For instance, the band has been covering Mission of Burma’s “That’s When I Reach for my Revolver." Here are a few lyrics.

And they tell me
We're nothing
But slaves
That's when I reach for my revolver

Other unreleased tunes in the recent sets feel perfect for Trump’s America. There’s “Crash and Burn,” which has been a staple since 2000. The song has a heavy military feel, and also lyrically touches on infidelity and an “I got mine” attitude. More recent is “Arms,” which was added to the repertoire in 2009. That one is even more timely, singing about sexual assault, conspicuous consumption and even a little Soviet imagery.

There’s no real evidence any of these tracks are planned for an actual LP release, and the odds are that when Eldritch hangs up his leather for good all that will be left aside from the currently available library will be the bootlegs. That’s a shame because the diligent recording of new music by fans over the decades shows that the Sisters still have a lot to say.

Eldritch seemed to indicate in his interview that the election of Trump would spark an inability to keep silent. Though I’ve seen some great music come out of the world since 2016, the hoped-for new revolution of counter-art has not exactly birthed a mainstream movement. I don’t expect a man approaching 60 to lead that movement either.

However, a new Sisters album would be an indication that things are abnormal enough to warrant action above and beyond. I’d especially appreciate it in goth because I’ve watched a fair number of my old buddies in black slip into libertarianism, classism and most definitely bigotry. Watching Grimes defend Elon Musk’s donations to the GOP is particularly nauseating. One of the biggest names in the genre drawing a line on the sand and saying no more would be the goth equivalent of a new gospel.

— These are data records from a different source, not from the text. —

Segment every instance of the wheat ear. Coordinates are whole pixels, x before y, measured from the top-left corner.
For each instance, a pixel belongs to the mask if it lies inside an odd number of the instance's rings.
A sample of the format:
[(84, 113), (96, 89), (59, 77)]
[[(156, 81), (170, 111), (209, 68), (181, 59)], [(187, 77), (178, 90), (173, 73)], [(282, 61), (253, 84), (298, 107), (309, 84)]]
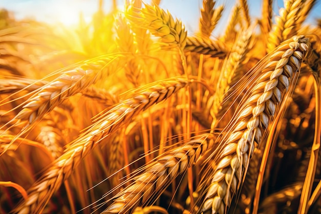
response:
[(221, 39), (223, 42), (226, 42), (231, 37), (234, 38), (234, 36), (231, 36), (231, 35), (234, 33), (235, 27), (238, 20), (238, 14), (240, 9), (240, 8), (238, 5), (235, 5), (233, 8), (231, 12), (232, 15), (229, 19), (229, 23), (226, 27), (224, 34), (222, 36)]
[(26, 132), (36, 121), (41, 120), (67, 98), (101, 79), (103, 73), (102, 70), (112, 59), (105, 57), (100, 60), (64, 72), (57, 78), (41, 87), (24, 103), (23, 109), (9, 123), (17, 120), (18, 120), (17, 123), (26, 122), (23, 133)]
[(132, 179), (132, 183), (115, 196), (113, 203), (102, 213), (125, 213), (136, 206), (146, 205), (160, 195), (171, 181), (192, 166), (208, 148), (214, 135), (204, 134), (183, 146), (164, 152)]
[(230, 93), (228, 93), (230, 86), (236, 83), (243, 74), (242, 72), (243, 64), (249, 50), (252, 33), (253, 29), (250, 28), (240, 34), (239, 38), (237, 40), (236, 44), (222, 68), (216, 90), (213, 95), (214, 103), (211, 109), (211, 115), (213, 117), (211, 126), (212, 129), (216, 125), (217, 118), (221, 116), (231, 105), (232, 101), (227, 101), (224, 104), (222, 102)]
[(203, 8), (200, 10), (201, 17), (199, 19), (199, 30), (202, 37), (209, 38), (211, 36), (213, 30), (222, 16), (224, 7), (220, 6), (215, 9), (215, 3), (213, 0), (203, 0)]
[(285, 0), (284, 8), (280, 9), (279, 16), (275, 17), (268, 38), (267, 51), (271, 52), (285, 40), (295, 33), (298, 14), (304, 5), (302, 0)]
[(136, 11), (139, 13), (136, 15), (137, 17), (128, 17), (132, 21), (133, 26), (147, 29), (152, 34), (159, 36), (163, 43), (162, 47), (164, 49), (178, 47), (184, 50), (187, 32), (182, 22), (174, 20), (169, 12), (156, 5), (152, 6), (145, 4), (145, 6)]
[(222, 59), (225, 58), (229, 52), (225, 44), (220, 41), (213, 41), (198, 36), (188, 37), (184, 51), (208, 54), (213, 57)]
[(212, 182), (200, 212), (223, 213), (229, 206), (256, 145), (259, 146), (269, 124), (278, 114), (287, 92), (293, 88), (293, 80), (298, 76), (308, 49), (307, 44), (308, 40), (304, 36), (295, 36), (265, 59), (262, 68), (260, 63), (254, 67), (259, 67), (262, 73), (222, 137), (222, 147), (217, 155)]
[(248, 28), (251, 24), (250, 14), (249, 13), (249, 5), (247, 0), (239, 0), (239, 5), (240, 9), (243, 14), (244, 20), (245, 22), (245, 29)]
[(75, 140), (32, 185), (28, 191), (28, 200), (22, 201), (15, 212), (41, 212), (54, 191), (102, 139), (130, 121), (142, 111), (169, 98), (188, 83), (183, 78), (153, 83), (97, 119), (97, 121)]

Eldritch doesn’t owe me or goth a damned thing, and he’ll be the first to tell you that. That said, his mouth wrote a check two years ago, and there’s more at stake than sales and the itch in my soul only his baritone darkness can scratch. The world is mad and on fire, and that’s the sort of place a Sisters of Mercy album shines like thunder, to quote Uncle Andy himself. Really, it’s now or never.